While universal agreement on such a team would prove impossible, the selection committee came in for some criticism regarding omissions and changes from the earlier GAA Hurling Team of the Century.

Kilkenny's D. J. Carey was seen as a shock omission from the team. As the holder of a then record seven All-Stars, Carey, whose inter-county career began in 1989, was seen as one of the greatest goal-scorers of his era and was hotly tipped to get one of the half-forward spots for which he was nominated.

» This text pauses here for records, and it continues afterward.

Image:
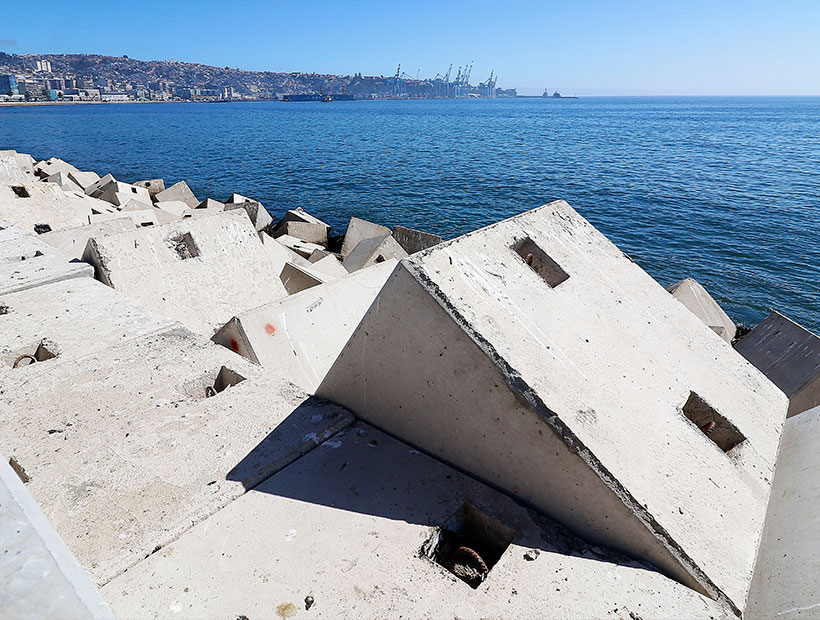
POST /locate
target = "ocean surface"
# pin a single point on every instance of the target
(725, 190)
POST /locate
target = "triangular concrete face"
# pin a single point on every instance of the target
(537, 356)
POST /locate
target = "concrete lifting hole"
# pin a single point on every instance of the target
(31, 355)
(184, 246)
(717, 428)
(539, 261)
(469, 544)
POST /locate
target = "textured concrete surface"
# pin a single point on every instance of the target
(44, 205)
(178, 192)
(692, 295)
(72, 241)
(789, 355)
(537, 356)
(413, 241)
(359, 230)
(71, 319)
(39, 577)
(786, 576)
(300, 336)
(371, 251)
(125, 451)
(200, 271)
(342, 529)
(25, 262)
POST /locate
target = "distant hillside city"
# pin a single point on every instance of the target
(89, 77)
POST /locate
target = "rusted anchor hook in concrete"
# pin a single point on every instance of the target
(22, 357)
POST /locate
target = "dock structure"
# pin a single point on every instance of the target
(205, 412)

The 1990s were regarded as a golden age of hurling with many new teams emerging, however, this was not reflected in the team. Clare's Brian Lohan had been tipped for full-back but Wexford's Nick O'Donnell held on. There were no places for any of the Clare team that emerged to win two championships in the nineties. Brian Whelehan was the only player from the previous 20 years to make the team.

An absence of players from Galway also sparked off major controversy in that county where the selection committee were accused of belittling the county by not recognising any of its heroes.

There was anger too in Wexford over the dropping of full-forward Nicky Rackard from the Team of the Century. Former midfielder Dave Bernie, who won an All-Ireland medal in 1968, when Rackard was a selector, said Wexford fans were stunned by the news he had not been included.